Tesco vows to cut food waste
Tesco is to end multi-buys on large bags of salad in a bid to cut food waste as it revealed that 68% of bagged salad is thrown away with 35% of the waste occurring in the home.
The announcement was made as the supermarket unveiled new food waste figures for its operations and supply chain.
Using its “Farm to Fork Methodology”, Tesco has tracked 25 of its best selling grocery products in order to gain a detailed understanding of where food waste occurs. The figures reveal that 40% of apples, a quarter of grapes and just under half of bakery items are wasted, while one in ten bananas bought by customers end up in the bin.

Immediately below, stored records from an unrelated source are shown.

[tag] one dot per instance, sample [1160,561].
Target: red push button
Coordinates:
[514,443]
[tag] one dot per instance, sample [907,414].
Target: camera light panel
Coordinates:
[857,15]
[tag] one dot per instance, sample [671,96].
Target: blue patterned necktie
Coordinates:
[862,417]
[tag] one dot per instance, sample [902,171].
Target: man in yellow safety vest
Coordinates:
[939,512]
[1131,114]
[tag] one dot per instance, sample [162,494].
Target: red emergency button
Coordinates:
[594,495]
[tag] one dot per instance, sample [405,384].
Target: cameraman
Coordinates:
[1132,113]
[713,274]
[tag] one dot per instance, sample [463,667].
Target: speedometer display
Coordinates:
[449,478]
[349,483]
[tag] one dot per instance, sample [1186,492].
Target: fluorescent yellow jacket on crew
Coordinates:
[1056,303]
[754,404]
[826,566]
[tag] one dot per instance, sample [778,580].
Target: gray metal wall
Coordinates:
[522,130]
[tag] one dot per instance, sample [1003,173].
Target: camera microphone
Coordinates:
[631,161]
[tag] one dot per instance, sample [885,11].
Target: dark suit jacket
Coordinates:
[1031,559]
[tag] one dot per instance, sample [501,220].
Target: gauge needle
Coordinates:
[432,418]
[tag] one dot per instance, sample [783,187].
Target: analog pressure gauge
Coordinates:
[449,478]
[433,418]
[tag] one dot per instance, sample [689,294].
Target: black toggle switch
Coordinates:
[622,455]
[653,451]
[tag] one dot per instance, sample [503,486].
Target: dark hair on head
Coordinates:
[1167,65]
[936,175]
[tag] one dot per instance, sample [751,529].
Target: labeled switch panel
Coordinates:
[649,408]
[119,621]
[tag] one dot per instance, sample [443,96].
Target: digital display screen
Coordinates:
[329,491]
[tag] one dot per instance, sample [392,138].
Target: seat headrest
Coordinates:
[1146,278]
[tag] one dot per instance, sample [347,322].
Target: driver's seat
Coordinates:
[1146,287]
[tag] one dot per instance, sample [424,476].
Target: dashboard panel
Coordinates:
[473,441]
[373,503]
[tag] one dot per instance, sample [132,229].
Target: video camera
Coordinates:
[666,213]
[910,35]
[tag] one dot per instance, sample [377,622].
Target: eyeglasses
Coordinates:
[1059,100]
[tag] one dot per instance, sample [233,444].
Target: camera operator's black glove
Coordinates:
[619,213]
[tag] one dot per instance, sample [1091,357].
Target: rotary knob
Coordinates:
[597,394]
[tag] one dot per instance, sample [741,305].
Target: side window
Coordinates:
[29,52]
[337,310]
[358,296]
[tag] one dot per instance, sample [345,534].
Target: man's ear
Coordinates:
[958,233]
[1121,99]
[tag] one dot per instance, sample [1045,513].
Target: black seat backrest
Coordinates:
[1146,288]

Matt Simister, Tesco commercial director of group food, said: “We’ve all got a responsibility to tackle food waste and there is no quick-fix single solution. Little changes can make a big difference, like storing fruit and veg in the right way. Families are wasting an estimated £700 a year and we want to help them keep that money in their pockets, rather than throwing it in the bin.
“We’re playing our part too and making changes to our processes and in store. Ending multi-buy promotions on large packs of bagged salads is one way we can help, but this is just the start and we’ll be reviewing what else we can do. We’re working with our suppliers to try to cut waste at all stages of the journey from farm to fork.”
Tesco said it was removing ‘Display until’ dates from fresh fruit and vegetables with smaller cases being used in store, and 600 bakeries in larger stores have been rearranged to reduce the amount of bread on display. The supermarket is also sharing tips with customers on how to use leftover bread and how to store apples to help them last longer.
Looking at the supply chain, Tesco is working on trials with apple growers to reduce pests and disease and is teaming up with grape producers to trial new varieties that have a longer life. It is also working with suppliers to shorten the time it takes for food to get from the field to store and has introduced a new state-of-the-art temperature control system to ensure bananas last longer while in transportation.
Richard Swannell, director of Waste and Resources Action Programme said: “We welcome Tesco’s approach to tackling food waste across their whole supply chain, and by identifying the hot spots, they can tackle these areas effectively. Food waste is a global issue and collaborative action is essential if we are to successfully reduce food waste and reap the financial and environmental benefits of doing so.”
Tesco’s data also reveals that 28,500 tonnes of food waste were generated in its stores and distribution centres in the first six months of 2013.